(WASHINGTON) — Last week’s testimony from TikTok CEO Shou Zi Chew “increased the likelihood that Congress will take some action” on the hugely popular and controversial social media app after his remarks on Capitol Hill failed to allay bipartisan worries over potential data privacy issues and Chinese government intrusion, Rep. Mike Gallagher said Sunday.
“They’ve actually united Republicans and Democrats out of the concern of allowing the [Chinese Communist Party] to control the most dominant media platform in America,” he told ABC “This Week” co-anchor Martha Raddatz of TikTok, which has 150 million monthly active American users.
Gallagher, a Wisconsin Republican who chairs the House select committee on U.S. competition with China, touted legislation he and his committee’s ranking member, Illinois Democrat Raja Krishnamoorthi, co-sponsored to either ban the app or force its sale to an American firm from Chinese parent company ByteDance.
Chinese officials have called such proposals overreach and unfair — though China heavily restricts the use of the internet in its country — and said they would resist a sale. Critics of the scrutiny say it hasn’t applied to similar social media platforms.
But Gallagher and Krishnamoorthi, appearing together on “This Week,” told Raddatz that the risks warranted such moves.
Separately, House Speaker Kevin McCarthy tweeted Sunday that the chamber would be “moving forward with legislation” on TikTok.
Krishnamoorthi pointed to Chew’s inability to call out “spying” by some ByteDance employees on American journalists last year or to “acknowledge that there’s a genocide going on with regard to the Uyghur people in Xinjiang province, in the northeast corner of China.
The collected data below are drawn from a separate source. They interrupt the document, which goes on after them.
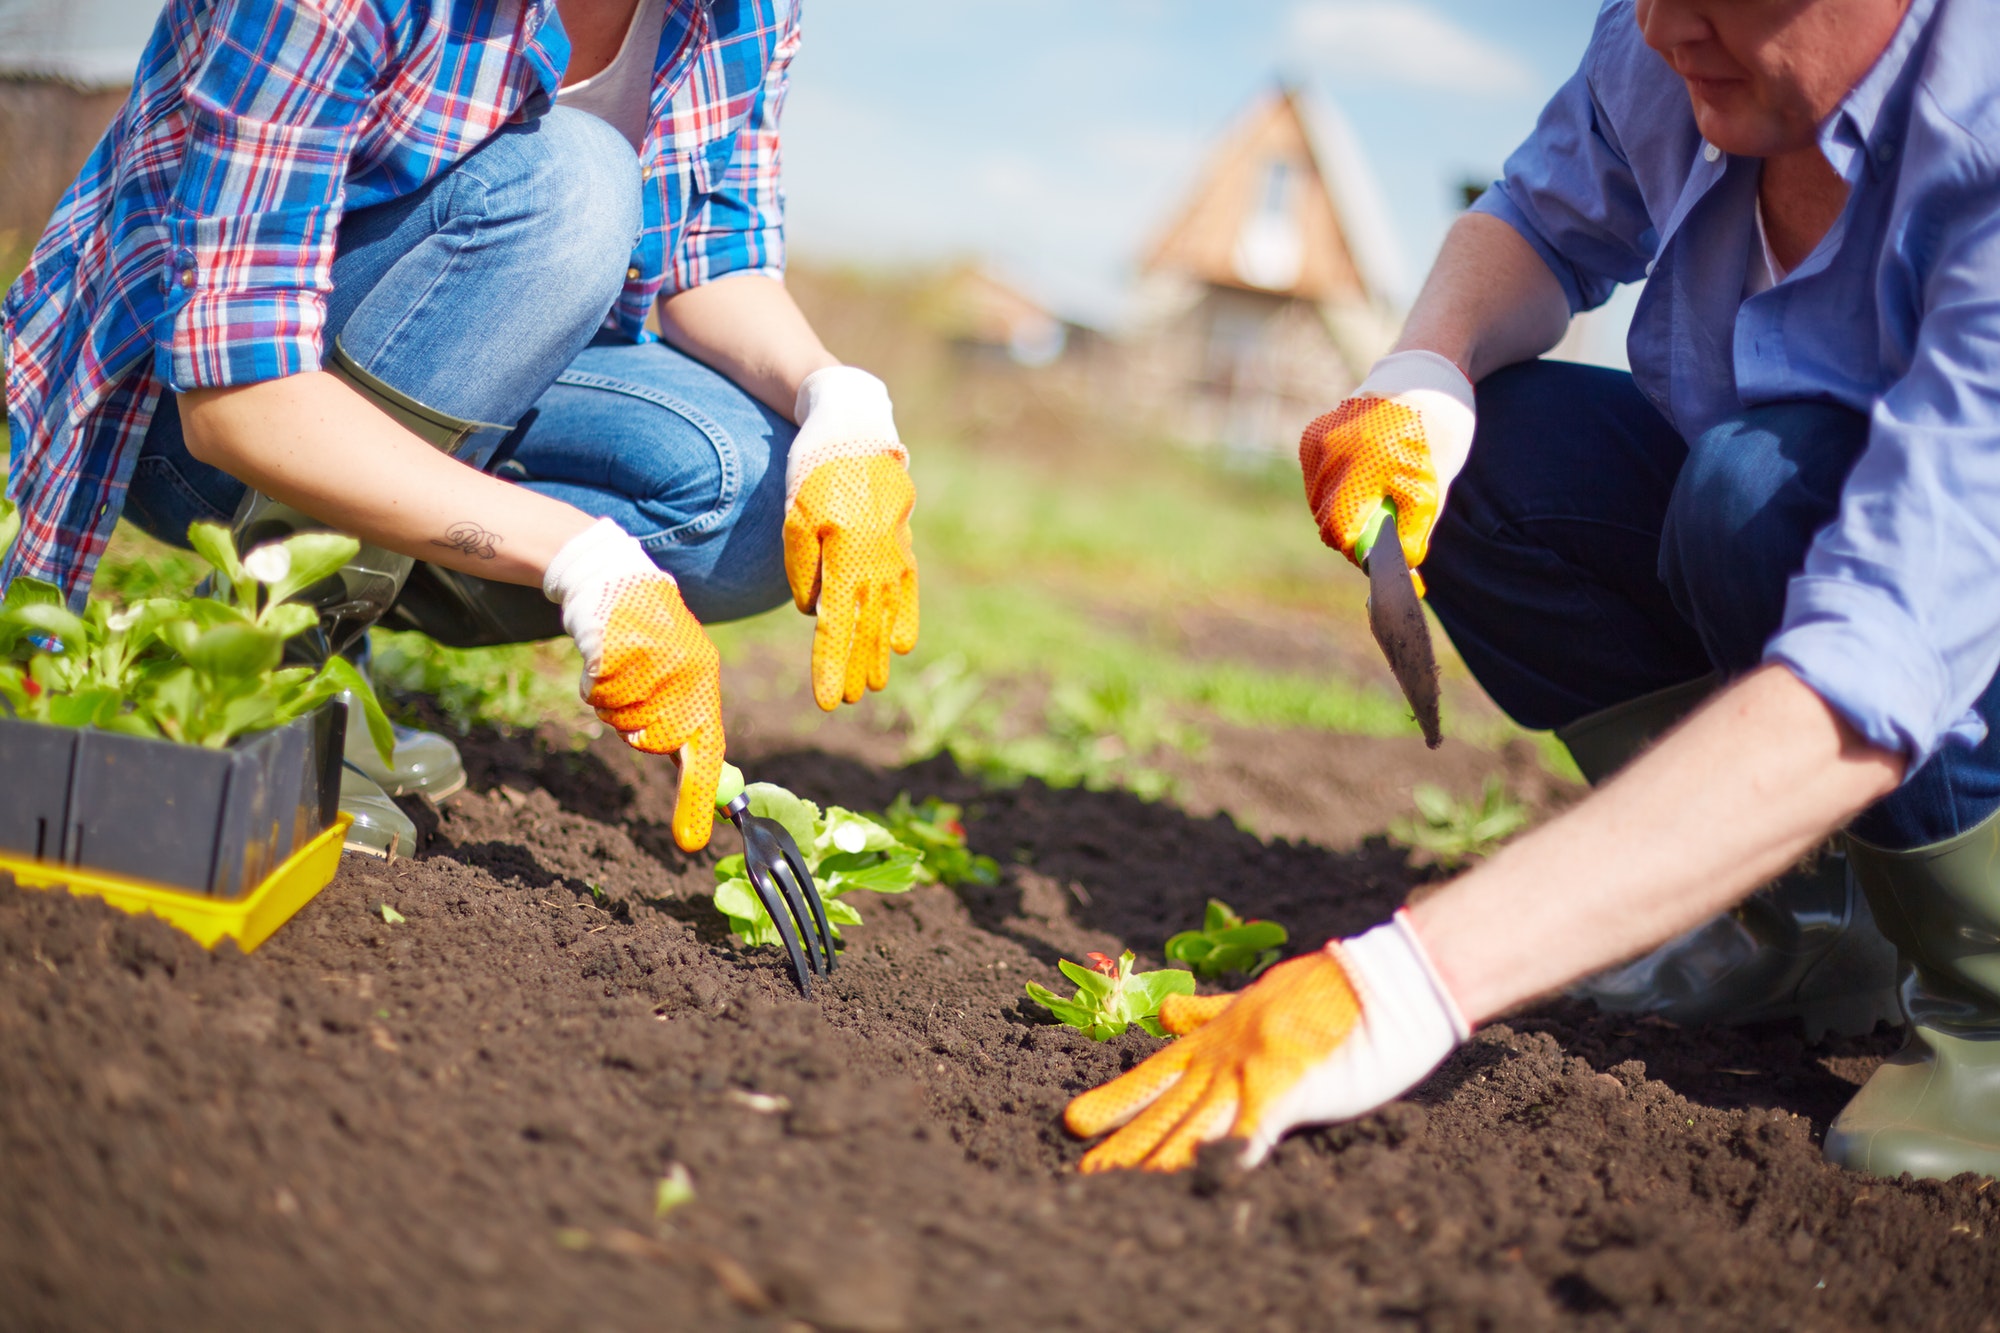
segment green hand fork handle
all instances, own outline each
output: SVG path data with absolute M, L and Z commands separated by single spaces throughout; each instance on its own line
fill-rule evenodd
M 1384 529 L 1388 540 L 1382 541 Z M 1389 659 L 1389 670 L 1410 702 L 1424 744 L 1437 749 L 1444 740 L 1438 723 L 1437 655 L 1431 651 L 1430 626 L 1410 581 L 1409 562 L 1396 533 L 1396 503 L 1384 500 L 1354 543 L 1354 557 L 1368 571 L 1368 628 Z
M 813 977 L 833 971 L 834 955 L 833 926 L 826 919 L 826 904 L 806 868 L 806 858 L 783 824 L 750 813 L 750 794 L 734 764 L 722 766 L 715 808 L 743 835 L 744 873 L 791 955 L 799 993 L 810 999 Z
Again, bowing to pressure from this Chinese Communist Party,” he told Raddatz.
Both he and Gallagher also sounded skeptical of “Project Texas,” an endeavor TikTok says will keep U.S. data stored in Texas and prevent access by Beijing but that lawmakers say is insufficient.
“There are whistleblowers coming forward saying that whatever the TikTok management is saying about Project Texas is a pack of lies,” Krishnamoorthi said, while Gallagher said protections for Americans’ data are only part of the larger issue.
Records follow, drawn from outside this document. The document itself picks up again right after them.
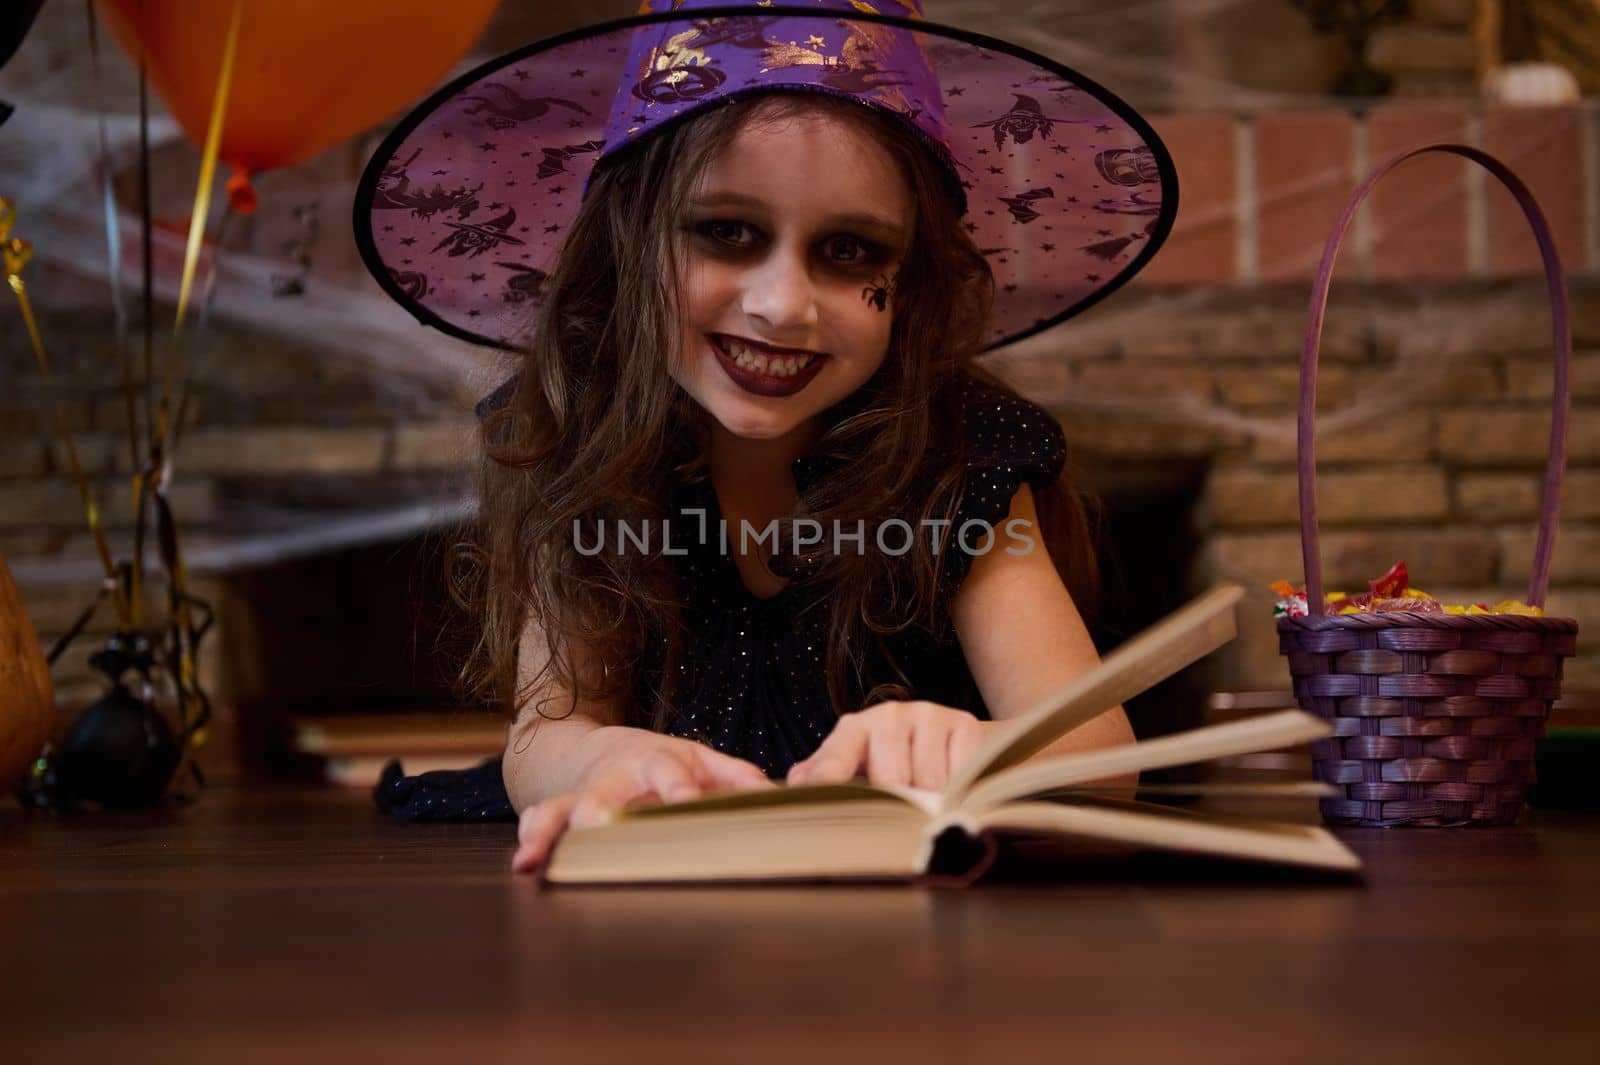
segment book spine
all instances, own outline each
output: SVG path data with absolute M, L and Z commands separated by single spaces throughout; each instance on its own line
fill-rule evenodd
M 1000 841 L 988 829 L 980 829 L 974 835 L 949 825 L 930 842 L 923 871 L 912 879 L 919 887 L 967 887 L 987 873 L 1000 854 Z

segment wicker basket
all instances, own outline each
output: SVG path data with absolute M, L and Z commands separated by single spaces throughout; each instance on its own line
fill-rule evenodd
M 1312 285 L 1300 363 L 1300 540 L 1307 617 L 1278 619 L 1300 706 L 1332 722 L 1312 745 L 1317 779 L 1339 796 L 1322 800 L 1329 824 L 1508 825 L 1533 781 L 1534 744 L 1561 694 L 1573 653 L 1571 618 L 1498 614 L 1323 613 L 1317 527 L 1317 353 L 1334 258 L 1356 208 L 1395 166 L 1425 152 L 1481 164 L 1508 187 L 1533 226 L 1544 259 L 1555 332 L 1555 405 L 1539 536 L 1527 602 L 1543 606 L 1566 468 L 1572 333 L 1566 284 L 1544 216 L 1504 164 L 1476 148 L 1434 144 L 1395 156 L 1356 189 L 1334 226 Z

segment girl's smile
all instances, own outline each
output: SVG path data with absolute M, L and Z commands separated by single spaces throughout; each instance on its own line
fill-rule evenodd
M 725 333 L 706 339 L 733 383 L 758 396 L 794 395 L 811 383 L 827 359 L 821 352 L 780 348 Z

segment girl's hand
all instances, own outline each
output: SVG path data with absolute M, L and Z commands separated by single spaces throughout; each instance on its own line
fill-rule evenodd
M 833 784 L 865 771 L 873 784 L 942 788 L 952 767 L 988 738 L 993 722 L 929 702 L 885 702 L 844 714 L 790 784 Z
M 532 872 L 549 857 L 570 824 L 600 824 L 624 806 L 682 802 L 705 792 L 775 787 L 751 762 L 693 740 L 651 735 L 606 751 L 584 771 L 578 786 L 522 811 L 511 869 Z

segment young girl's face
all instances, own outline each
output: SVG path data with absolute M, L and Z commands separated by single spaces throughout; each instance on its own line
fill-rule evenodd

“The key part that’s missing from Project Texas’ mitigation strategy is control of the algorithm. That’s really what we need to address,” Gallagher said. “It’s not just exfiltrating data from an American phone, it’s what they’re able to push to Americans through the algorithm — control our sense of reality, control the news, meddle in future elections.”
Chew’s lengthy testimony on Thursday in front of the House Committee on Energy and Commerce sought to satisfy concerns that TikTok would be forced to hand over data on U.S. users if the Chinese government requested it.
“I think a lot of risks that are pointed out are hypothetical and theoretical risks,” Chew insisted at one point. “I have not seen any evidence.”
He also pushed back against worries that TikTok’s algorithm could be used to sway public opinion, including with pro-China content and election misinformation.
But lawmakers on the panel were less than impressed, with Committee Chair Cathy McMorris Rodgers, R-Wash., telling Chew, “Your platform should be banned.”
“I think that it created more concerns, quite frankly,” Krishnamoorthi told Raddatz on Sunday of Thursday’s hearing. “I don’t think that he did TikTok any favors.”
Raddatz pressed Krishnamoorthi on his response to the potential political fallout from a TikTok ban, given its popularity with younger people.
“I think that good policy makes good politics,” he said. “And in this particular case, we have to recognize that while TikTok is another social media app, and we have a generalized concern about these social media apps, it’s different in kind from any other social media app because its parent company is beholden to the Chinese Communist Party.”
Beyond TikTok, Raddatz also asked Gallagher and Krishnamoorthi — who sit on the House Intelligence Committee — about strikes on U.S. bases in Syria last week, which killed an American contractor and wounded several others, including service members and a contractor.
Iran-backed militias are thought to be responsible, and the U.S. has retaliated with airstrikes.
Gallagher said the attacks stemmed from a “crumbling” of “our deterrent posture vis-à-vis Iran” and said that “we can’t afford another failure of deterrence like that, which we saw in Ukraine.”
“Some practical steps going forward in my opinion would be to reimpose a policy of maximum economic pressure, abandon an attempt to resuscitate the Joint Comprehensive Plan of Action [the Obama-era Iran nuclear deal] as well as force the Pentagon to deliver” a report on U.S.-Israeli cooperation on technology to boost both countries’ capabilities, Gallagher said.
“We need to have a clear-eyed view of the regime we’re facing in Tehran,” he said.
Krishnamoorthi said that the U.S. would not back away from the region and would continue counter-terrorism work there, despite the danger.
“[W]e’re kind of targets of opportunity for these Iranian-backed militias. But we’re not going anywhere. We have to stay in northern Syria, and work with our partners in Iraq as well in fighting ISIS [the Islamic State],” he said. “Unfortunately, we’re going to have to deal with them appropriately, but we’re not leaving that part of the world as we deal with ISIS.”